Since the early years of the internet, spam has always been a side-effect of this global and public platform. Most people probably associate the word spam with annoying e-mails, but other forms of spam do exist. Review spam is a phenomenon encountered at online platforms where participants can rate and express their opinion on a particular product or service. Spammers leave untruthful reviews in order to promote their own or denigrate competitors’ offerings. This type of spam has not achieved much attention in the academic literature so far. In this work, we take a closer look at the state of academic research on this topic with the objective of filling some of the gaps identified. There are several obstacles to overcome when doing research on review spam. Firstly, real-world data is mostly unlabelled, i.e. the use of either ex post labelling techniques or unsupervised learning is necessary. Our analysis is based on two real-world data sets from Amazon and Yelp, where we identify untruthful reviews using a labelling technique based on reviews’ Jaccard similarity. As far as we know, with about 50.000 and 10.000 fake reviews detected in each data set, respectively, this is the largest set of review spam used in academic research so far. Existing studies take into consideration different features, models or data, which limits the comparability of their results. We employ a wide range of features, pre-processing techniques and models in order to find promising techniques to successfully detect review spam. This includes sophisticated deep-learning models that recently produced state-of-the-art benchmarks on related text classification tasks. In addition, we make use of the large amount of unlabelled data and train continuous word representations from scratch using a word2vec algorithm. These highly problem-specific word vectors improve the performance of our deep- learning model, but eventually we find that a simple linear classifier based on 2-gram bag-of- word input features outperforms most other approaches, including our deep-learning models.
All code needed to reproduce the results obtained during the experiments is included in this repository.
Software requirements:
- Vowpal Wabbit
- R (3.2.1)
- Python (2.7.10)
- Theano (0.8.2)
The following steps have to be undertaken in order to reproduce results:
Use clean_json_amazon.py to convert reviews_Electronics.json.gz to strict json to be able to work with it in R.
Amazon reviews can be found here: http://jmcauley.ucsd.edu/data/amazon/
Yelp academic dataset: https://www.yelp.com/dataset_challenge (2016 data not available)

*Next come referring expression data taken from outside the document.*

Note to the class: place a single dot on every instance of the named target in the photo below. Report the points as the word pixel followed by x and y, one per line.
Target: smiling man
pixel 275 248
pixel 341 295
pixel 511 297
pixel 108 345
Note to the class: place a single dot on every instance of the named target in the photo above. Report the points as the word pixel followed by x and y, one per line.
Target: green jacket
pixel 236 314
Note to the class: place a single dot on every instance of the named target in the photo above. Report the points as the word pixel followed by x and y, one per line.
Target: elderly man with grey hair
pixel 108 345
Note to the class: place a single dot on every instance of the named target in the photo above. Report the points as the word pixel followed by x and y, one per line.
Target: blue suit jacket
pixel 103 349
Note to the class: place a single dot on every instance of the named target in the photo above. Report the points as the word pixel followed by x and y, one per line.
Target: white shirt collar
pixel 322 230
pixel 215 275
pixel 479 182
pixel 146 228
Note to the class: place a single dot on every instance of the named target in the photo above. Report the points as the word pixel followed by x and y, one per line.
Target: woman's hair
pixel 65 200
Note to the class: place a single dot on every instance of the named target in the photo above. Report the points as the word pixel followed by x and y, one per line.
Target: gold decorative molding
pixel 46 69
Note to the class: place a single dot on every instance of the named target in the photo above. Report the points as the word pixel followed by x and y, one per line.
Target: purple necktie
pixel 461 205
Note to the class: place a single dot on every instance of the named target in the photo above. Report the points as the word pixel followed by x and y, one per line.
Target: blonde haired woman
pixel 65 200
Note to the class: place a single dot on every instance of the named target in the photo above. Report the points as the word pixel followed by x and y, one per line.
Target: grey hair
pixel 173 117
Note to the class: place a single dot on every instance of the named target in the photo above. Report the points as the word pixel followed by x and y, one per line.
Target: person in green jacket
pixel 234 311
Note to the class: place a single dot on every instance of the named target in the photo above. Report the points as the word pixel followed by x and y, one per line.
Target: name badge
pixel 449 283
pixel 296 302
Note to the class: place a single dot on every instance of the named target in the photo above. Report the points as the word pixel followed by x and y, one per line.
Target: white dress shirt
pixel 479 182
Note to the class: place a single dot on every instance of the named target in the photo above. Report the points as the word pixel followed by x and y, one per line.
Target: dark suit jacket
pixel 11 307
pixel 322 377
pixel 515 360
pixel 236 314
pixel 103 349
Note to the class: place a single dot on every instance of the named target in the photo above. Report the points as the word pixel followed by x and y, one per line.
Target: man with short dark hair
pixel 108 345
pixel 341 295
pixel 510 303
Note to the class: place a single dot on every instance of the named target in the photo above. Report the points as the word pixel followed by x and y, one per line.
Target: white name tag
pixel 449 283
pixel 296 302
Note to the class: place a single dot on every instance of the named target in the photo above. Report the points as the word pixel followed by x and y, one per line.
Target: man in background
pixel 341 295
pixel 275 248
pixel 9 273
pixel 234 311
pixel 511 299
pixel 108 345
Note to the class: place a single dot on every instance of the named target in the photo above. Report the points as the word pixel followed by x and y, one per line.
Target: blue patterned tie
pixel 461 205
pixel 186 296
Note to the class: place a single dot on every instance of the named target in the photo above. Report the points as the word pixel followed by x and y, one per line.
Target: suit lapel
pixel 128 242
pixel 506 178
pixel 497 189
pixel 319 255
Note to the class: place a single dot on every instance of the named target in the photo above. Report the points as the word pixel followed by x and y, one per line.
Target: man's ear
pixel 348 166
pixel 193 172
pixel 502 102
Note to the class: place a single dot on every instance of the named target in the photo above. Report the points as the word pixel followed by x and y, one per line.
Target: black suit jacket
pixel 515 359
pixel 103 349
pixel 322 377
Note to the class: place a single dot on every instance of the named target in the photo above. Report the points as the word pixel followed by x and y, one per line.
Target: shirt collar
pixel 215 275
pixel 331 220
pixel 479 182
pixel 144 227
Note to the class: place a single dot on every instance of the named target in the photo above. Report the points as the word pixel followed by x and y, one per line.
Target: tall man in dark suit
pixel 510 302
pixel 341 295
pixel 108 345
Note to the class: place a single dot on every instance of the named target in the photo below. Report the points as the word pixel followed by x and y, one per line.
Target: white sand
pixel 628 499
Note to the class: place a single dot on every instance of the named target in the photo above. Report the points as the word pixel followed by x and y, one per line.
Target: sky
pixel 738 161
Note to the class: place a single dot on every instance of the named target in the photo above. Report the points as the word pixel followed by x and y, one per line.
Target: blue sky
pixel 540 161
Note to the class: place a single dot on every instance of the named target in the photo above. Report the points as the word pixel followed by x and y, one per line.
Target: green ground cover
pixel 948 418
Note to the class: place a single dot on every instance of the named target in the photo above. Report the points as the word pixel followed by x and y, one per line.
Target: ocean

Use find_duplicates.R to generate candidate pairs of near-duplicate reviews.
Use create_finale_dataset.R to filter based on similarity threshold and word length.
Use feature_extraction.R to create features and select reviews using index files created previously
This step produces:
- reviews_final_features_Electronics_full.RData
- reviews_final_feature_0.9_Electronics.RData
- reviews_final_yelp.RData
POS annotation can be performed using POS-script.R.
Use vowpal_input.R to transform data to a format suitable for Vowpal Wabbit
This produces files in the form of:
- vw_input_train_[...].vw
- vw_input_test_[...].vw
Apply the following commands at the VW command line to achieve best performance:
Training: vw -d [path/to/train/data.vw] -c -k -b 28 --ngram 2 --loss_function logistic --passes 300 -f [path/to/model.vw]
Testing: vw -d [path/to/train/data.vw] -t -i [path/to/model.vw] --link logistic -p [path/to/predictions.txt]
To assess model performance outside the VW tool, use vowpal_output.R.
Use theano_input.R to produce input data for CNN model training (truncated length and downsampled)
Use word2vec.ipynb to produce word embeddings based on reviews (use data as produced by theano_input.R; pre-trained Google News vectors can be downlaoded from https://github.com/mmihaltz/word2vec-GoogleNews-vectors)
This produces files in the form of:
- spam_... / ham_... / test_... / test_results_...
And data in VW format to compare results based on same data:
- vw_input_train_... / vw_input_test_...
To train a CNN use trainGraph.ipynb.